I sat on my daddy’s knee and drove the Volkswagen bus when I was 5. The dust from the gravel road split the sunlight into beams, great clouds of it bubbling up from the tires. The steering wheel was almost horizontal, a huge disk I had to wheel around, a platter, to get around the curve into the parking lot of the auto court. Parking lot! more like a dirt clearing. My dad made a fuss about me driving, and I made a fuss about it afterwards, and for some reason, that moment, must have been less than a minute, resonates still. I can hear the crunch of gravel, smell the August air, feel the pull on my body, leaning to the side, as we rounded the bend.

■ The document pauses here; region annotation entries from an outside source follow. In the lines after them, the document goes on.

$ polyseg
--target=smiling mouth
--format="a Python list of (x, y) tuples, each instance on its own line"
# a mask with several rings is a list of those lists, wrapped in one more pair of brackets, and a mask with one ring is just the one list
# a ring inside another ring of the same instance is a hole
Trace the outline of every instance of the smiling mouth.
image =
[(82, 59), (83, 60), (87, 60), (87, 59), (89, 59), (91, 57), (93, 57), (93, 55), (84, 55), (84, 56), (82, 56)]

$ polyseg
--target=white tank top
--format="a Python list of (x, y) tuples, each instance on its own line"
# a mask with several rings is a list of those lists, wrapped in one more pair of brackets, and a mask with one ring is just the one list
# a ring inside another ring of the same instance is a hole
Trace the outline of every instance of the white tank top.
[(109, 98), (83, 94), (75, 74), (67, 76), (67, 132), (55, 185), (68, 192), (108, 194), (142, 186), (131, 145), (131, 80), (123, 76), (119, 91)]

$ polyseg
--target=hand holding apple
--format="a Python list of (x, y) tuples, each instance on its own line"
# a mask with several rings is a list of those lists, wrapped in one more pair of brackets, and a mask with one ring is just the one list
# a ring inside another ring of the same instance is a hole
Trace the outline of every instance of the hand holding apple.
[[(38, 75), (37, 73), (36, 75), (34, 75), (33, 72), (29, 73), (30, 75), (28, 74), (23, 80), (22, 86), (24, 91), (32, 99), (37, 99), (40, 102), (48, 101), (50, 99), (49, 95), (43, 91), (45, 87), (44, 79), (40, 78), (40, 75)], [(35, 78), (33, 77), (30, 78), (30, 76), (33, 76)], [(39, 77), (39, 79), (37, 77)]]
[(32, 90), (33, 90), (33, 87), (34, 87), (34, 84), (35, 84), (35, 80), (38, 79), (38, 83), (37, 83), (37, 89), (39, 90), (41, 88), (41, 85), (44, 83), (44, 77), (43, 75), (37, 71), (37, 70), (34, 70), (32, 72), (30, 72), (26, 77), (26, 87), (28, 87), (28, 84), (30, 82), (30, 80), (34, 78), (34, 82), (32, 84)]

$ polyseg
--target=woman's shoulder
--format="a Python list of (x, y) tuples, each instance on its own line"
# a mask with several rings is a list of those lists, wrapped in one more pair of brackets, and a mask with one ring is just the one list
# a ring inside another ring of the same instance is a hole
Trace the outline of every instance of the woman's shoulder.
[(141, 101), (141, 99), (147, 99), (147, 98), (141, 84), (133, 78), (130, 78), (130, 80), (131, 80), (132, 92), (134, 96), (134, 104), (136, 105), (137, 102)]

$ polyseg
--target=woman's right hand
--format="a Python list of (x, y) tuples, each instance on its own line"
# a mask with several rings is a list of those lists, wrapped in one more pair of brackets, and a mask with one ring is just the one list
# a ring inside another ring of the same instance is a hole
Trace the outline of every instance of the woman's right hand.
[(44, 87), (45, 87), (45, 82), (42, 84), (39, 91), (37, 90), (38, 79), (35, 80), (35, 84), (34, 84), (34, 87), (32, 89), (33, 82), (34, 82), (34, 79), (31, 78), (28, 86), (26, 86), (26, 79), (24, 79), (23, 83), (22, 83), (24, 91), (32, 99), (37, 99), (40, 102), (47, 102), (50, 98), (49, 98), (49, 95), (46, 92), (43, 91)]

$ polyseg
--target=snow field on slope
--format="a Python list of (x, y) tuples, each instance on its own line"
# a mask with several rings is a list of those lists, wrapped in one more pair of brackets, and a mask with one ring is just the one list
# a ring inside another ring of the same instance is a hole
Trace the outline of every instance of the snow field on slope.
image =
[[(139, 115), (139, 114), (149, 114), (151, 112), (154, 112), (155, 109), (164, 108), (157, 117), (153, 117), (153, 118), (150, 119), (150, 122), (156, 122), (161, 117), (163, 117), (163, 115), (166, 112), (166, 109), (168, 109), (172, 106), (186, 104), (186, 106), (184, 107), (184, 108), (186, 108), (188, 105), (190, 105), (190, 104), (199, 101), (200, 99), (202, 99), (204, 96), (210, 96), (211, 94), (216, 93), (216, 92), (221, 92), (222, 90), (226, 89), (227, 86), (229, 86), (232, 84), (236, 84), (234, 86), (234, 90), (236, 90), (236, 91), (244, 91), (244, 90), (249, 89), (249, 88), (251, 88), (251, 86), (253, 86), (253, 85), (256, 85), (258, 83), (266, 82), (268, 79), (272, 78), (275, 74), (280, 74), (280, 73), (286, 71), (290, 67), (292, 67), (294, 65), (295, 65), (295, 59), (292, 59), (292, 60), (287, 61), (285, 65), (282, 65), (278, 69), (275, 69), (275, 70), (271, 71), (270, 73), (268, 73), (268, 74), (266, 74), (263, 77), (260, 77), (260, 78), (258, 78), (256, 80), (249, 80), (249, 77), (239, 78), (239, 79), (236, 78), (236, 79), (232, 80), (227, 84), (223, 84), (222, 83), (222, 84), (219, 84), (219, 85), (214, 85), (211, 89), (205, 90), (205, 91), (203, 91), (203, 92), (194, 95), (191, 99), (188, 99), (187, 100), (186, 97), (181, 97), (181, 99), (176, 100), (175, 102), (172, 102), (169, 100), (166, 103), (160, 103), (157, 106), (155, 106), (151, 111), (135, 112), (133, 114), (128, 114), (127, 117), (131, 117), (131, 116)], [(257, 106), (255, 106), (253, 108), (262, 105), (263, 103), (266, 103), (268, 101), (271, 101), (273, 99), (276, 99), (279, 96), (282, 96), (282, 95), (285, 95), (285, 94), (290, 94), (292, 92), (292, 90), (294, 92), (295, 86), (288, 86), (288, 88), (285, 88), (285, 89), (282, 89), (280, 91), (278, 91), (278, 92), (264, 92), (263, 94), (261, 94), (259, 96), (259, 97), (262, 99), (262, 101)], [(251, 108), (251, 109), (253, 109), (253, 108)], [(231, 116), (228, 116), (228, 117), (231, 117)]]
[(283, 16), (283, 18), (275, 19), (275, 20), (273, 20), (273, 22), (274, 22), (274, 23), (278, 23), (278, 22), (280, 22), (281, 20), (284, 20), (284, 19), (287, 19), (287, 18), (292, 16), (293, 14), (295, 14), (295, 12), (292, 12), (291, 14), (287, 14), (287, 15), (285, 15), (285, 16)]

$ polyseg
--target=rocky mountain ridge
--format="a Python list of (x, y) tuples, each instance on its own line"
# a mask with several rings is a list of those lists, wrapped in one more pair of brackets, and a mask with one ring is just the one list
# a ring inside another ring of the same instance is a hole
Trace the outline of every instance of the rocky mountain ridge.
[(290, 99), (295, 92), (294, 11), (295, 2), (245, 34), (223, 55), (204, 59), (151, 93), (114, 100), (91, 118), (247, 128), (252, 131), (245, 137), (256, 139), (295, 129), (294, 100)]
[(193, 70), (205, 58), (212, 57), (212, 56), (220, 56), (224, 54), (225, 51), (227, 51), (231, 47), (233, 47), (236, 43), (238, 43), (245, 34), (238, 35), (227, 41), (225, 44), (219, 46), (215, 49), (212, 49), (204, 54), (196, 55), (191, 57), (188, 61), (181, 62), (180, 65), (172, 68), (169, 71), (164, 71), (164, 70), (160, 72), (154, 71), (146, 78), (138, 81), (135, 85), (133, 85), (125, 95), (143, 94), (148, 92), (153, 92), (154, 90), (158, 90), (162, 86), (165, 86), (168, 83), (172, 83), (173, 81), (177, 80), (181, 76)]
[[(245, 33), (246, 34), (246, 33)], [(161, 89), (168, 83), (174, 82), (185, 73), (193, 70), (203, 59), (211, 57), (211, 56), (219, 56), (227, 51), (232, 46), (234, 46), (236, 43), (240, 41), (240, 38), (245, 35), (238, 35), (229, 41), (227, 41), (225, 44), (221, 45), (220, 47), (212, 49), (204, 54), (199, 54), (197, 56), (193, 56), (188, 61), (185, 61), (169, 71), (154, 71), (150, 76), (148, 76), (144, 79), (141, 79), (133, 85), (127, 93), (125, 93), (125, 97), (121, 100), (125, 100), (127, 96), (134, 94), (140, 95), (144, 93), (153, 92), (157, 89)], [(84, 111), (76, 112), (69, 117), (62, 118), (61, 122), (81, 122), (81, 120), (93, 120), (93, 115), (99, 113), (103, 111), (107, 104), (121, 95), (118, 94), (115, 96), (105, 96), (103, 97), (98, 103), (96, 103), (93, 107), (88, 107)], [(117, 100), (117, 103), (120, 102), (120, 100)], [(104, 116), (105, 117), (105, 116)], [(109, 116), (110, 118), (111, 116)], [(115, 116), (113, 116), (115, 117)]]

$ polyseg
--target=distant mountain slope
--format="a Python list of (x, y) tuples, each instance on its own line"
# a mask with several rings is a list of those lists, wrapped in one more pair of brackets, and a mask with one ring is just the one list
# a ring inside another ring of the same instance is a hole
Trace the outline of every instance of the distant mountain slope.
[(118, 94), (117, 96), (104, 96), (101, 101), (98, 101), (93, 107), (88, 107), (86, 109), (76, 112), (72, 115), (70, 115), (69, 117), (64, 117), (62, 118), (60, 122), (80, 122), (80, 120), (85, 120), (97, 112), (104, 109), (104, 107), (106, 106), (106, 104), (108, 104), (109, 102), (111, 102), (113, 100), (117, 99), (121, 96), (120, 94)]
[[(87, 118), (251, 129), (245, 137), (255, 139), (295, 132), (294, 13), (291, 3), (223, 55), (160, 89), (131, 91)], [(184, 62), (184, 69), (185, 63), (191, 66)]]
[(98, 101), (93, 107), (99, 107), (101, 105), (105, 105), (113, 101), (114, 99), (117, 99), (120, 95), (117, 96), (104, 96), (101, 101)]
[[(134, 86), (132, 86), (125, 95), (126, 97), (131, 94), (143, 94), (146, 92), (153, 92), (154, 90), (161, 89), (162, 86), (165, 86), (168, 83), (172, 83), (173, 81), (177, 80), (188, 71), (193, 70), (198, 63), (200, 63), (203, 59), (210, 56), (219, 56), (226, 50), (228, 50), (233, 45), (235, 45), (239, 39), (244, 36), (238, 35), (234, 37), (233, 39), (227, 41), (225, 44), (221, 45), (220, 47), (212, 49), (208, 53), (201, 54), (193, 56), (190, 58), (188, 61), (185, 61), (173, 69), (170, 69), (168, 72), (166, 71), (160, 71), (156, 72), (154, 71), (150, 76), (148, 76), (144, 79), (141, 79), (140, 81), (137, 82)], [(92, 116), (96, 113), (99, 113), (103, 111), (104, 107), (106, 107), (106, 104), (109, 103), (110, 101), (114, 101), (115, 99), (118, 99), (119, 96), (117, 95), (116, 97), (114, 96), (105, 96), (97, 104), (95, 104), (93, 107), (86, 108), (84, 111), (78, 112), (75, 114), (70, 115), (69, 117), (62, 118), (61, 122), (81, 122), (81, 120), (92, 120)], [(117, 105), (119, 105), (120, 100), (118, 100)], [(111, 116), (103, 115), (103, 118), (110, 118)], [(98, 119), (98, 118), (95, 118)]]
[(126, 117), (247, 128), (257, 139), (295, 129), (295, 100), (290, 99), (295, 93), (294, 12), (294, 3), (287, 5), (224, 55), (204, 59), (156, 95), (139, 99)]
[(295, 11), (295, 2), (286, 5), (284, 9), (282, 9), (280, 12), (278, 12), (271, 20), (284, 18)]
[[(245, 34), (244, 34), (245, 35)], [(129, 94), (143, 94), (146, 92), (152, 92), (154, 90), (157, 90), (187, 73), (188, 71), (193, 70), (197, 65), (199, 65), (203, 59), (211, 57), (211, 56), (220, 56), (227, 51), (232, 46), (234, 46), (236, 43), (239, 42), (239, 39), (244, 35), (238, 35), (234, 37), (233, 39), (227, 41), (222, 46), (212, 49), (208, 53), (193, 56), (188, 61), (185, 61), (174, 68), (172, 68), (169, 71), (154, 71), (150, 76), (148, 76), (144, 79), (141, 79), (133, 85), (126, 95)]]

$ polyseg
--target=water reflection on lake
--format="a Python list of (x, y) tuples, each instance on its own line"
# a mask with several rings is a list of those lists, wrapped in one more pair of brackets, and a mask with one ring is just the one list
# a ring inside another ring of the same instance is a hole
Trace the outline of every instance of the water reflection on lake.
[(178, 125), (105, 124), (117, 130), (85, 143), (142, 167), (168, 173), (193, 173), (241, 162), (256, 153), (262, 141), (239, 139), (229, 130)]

I can see aspens, pale green with sun shining through. The big house on the left as we enter, the rows down each side of small grey shingled cabins, the lake down the slope with it’s weathered dock and lily pads and toads and leeches. I remember grass or some grassy water weeds at the edge of the lake, the silty silky mud of the bottom between my toes, the cool water on hot days, the touch of current on my skin as I waded waist deep slowly through the lilies, the toads. Learned to haul myself up onto the hot wood of the dock, gazed at the tops of pilings, black with creosote and topped with such fat toads, as fat as 5 inches, even. What’s the name of a top decoration on a spire or a flagpole? That’s what those toads were, when they sunbathed.